友人からのアドバイスで吹っ切れた
そんなことを思っていたある日、陽子さんが抱いているモヤモヤを何の気なしに学生時代の友人に話しました。すると友人からはこんな言葉が返ってきました。
「要は、お嫁さんやあっちのご両親とは違うってことなのよね。ほら、クラスにもいたじゃない? 明るくて誰とでも仲良くなるクラスの中心にいるような子。陽子は学生時代もどちらかというとインドア派だったじゃない。よく教室の隅で編み物していたわよね。静かに過ごすのが好きというか……。きっとお嫁さんのご両親は今の言葉で言えば“陽キャ”なのよ。だからって別に仲が悪いわけではないし、うまーく共存していたじゃない? クラスのイベントのとき、陽子は自分ができることを黙々とやっていて、彼女たちからも一目置かれてたというか、なんだかんだうまくやっていたと思うわよ。自分とはタイプが違うんだなって思えばいいんじゃないの?」
このアドバイスを聞いて、陽子さんは「そう言えばそうだったな」と納得したそうです。それからは、無意識に比べることをやめ、自分のペースで息子一家や孫との関わり方を考えるようになりました。「面白い本を贈るとか、私は私のやり方で関わればいいんだ」と吹っ切れた気持ちになったそうです。

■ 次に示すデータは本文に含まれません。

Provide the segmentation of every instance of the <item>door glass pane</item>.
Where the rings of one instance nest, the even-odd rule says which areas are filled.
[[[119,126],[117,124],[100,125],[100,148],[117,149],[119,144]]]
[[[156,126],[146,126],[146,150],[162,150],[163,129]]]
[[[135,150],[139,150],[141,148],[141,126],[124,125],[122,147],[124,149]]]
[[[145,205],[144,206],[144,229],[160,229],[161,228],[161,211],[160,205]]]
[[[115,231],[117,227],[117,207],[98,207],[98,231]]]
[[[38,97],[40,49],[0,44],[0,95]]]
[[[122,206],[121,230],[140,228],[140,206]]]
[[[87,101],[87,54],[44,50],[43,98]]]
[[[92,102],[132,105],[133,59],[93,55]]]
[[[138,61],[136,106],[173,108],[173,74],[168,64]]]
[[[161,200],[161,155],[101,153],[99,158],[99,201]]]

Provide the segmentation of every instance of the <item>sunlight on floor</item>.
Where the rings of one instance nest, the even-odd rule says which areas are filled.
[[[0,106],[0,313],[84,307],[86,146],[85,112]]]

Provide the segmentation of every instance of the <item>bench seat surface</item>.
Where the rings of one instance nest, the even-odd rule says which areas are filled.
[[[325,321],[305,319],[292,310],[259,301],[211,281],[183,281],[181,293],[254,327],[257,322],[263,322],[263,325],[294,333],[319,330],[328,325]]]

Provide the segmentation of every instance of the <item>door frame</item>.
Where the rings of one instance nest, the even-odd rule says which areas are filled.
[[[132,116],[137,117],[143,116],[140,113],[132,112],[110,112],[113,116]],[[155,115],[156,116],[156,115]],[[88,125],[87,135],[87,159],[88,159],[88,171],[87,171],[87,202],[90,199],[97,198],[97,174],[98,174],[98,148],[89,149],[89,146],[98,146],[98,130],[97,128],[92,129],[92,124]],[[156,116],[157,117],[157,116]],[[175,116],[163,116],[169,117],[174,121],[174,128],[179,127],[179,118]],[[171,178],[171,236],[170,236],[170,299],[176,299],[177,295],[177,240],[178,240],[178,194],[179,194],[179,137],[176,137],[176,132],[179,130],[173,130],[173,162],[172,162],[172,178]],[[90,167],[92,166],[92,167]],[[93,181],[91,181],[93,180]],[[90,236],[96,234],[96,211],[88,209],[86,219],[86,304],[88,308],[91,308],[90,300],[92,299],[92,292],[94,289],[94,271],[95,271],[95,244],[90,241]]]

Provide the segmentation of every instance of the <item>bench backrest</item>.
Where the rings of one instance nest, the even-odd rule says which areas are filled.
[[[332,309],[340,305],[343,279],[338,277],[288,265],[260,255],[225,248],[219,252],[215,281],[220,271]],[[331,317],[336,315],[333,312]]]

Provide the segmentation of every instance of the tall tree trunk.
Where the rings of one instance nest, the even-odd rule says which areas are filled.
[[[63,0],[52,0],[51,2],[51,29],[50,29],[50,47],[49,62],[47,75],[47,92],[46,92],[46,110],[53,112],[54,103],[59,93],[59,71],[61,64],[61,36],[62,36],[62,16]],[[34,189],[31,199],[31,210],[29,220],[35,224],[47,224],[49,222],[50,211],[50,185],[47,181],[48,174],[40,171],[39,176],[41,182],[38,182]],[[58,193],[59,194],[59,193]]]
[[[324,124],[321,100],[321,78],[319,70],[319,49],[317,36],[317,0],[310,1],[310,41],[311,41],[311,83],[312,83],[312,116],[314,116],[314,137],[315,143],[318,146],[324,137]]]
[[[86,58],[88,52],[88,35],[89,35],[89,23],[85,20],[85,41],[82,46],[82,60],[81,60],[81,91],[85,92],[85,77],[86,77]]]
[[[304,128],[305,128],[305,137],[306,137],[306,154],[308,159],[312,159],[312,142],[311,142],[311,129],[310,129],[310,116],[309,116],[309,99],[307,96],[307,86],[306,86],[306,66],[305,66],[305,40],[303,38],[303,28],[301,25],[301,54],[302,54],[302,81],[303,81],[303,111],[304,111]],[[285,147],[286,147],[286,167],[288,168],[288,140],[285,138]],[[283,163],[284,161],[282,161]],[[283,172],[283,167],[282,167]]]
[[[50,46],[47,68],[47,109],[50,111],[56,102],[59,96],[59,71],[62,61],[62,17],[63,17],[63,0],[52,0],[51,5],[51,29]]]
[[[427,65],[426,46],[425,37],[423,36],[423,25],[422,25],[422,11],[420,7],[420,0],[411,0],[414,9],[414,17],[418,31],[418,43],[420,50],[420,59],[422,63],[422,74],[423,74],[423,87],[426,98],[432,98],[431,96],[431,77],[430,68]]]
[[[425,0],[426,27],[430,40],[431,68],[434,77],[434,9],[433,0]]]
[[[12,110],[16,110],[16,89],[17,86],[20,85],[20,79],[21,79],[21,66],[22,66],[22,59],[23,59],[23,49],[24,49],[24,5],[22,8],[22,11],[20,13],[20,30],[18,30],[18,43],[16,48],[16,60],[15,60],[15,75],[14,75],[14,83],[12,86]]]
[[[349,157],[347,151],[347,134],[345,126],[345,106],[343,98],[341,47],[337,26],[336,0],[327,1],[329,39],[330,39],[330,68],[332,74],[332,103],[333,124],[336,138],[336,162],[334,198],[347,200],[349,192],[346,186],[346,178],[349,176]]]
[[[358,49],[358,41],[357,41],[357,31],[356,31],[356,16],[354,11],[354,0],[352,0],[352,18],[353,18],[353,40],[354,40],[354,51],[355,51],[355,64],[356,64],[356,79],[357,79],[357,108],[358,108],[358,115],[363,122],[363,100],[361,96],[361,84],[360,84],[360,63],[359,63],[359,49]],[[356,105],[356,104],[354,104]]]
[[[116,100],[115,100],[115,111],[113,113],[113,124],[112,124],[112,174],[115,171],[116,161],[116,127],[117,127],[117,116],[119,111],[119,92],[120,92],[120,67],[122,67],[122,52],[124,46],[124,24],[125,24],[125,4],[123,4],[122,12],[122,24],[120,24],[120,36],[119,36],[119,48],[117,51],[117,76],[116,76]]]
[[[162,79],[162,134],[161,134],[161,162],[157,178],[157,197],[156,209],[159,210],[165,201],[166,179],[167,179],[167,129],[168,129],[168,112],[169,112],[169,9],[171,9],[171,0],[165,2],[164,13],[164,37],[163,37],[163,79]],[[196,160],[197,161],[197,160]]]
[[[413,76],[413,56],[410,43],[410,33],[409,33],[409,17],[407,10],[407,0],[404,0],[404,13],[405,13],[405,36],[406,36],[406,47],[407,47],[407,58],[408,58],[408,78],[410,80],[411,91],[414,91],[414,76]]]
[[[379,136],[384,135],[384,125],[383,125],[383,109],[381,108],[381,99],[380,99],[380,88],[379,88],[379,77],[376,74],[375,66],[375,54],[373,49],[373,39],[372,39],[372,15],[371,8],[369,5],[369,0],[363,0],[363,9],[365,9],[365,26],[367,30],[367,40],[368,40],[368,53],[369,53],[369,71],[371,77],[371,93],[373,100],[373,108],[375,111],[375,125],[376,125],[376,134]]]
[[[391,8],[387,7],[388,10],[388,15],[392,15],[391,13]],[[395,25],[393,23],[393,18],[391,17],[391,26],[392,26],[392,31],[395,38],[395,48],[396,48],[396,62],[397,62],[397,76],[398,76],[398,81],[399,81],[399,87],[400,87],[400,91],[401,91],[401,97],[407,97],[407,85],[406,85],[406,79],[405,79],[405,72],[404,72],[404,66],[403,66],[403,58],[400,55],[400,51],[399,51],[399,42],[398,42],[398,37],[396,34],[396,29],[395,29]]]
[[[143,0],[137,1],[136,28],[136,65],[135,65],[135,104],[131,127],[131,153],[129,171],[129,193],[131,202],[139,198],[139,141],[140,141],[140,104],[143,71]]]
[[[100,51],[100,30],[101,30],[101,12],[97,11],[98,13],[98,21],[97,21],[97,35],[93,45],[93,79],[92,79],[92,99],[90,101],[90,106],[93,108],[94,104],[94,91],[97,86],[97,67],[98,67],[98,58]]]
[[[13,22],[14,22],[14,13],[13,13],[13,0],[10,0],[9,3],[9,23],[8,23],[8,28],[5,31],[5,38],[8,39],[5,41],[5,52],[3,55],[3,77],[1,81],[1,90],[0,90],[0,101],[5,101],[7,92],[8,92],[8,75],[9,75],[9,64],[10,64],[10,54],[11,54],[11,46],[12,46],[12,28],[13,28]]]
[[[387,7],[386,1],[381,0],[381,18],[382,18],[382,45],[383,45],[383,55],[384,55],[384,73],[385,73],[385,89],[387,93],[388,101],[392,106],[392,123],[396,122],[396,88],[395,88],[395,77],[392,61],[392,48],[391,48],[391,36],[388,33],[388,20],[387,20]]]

気持ちが整理されてからは、LINEで送られてくる孫の写真や報告も楽しめるようになりました。この前は、ちょっとした会話からお嫁さんとドラマの話で盛り上がったと言います。「お義母さん、あのドラマ見ているんですか? 意外!」というお嫁さんからの言葉に陽子さんは思わず「甘いわね、私はあの脚本家の作品を昔からずっと見ているのよ!」って言ったら「すごい! 今度ドラマ倶楽部結成しましょうよ!」とお嫁さんから言われて思わず笑ってしまったそうです。「昔はこんなふうに楽しめるなんて思わなかった」と陽子さんは笑顔を見せました。
「正直、経済問題はまだ解決はしていませんが、無理することなく息子一家と関わっていければと思います」と陽子さん。
自分たちのペースで築く家族関係
陽子さんにとって大切なのは、自分たち夫婦の生活や気持ちの余裕を守りながら、息子一家や孫との時間を楽しむことだったのです。最近では「こんなのが流行っているのねえ」と興味を持って孫の日常を見守ることができるようになったと言います。無理せず、自分たちのペースで関わることが、老後を穏やかに過ごす秘訣になっているといえます。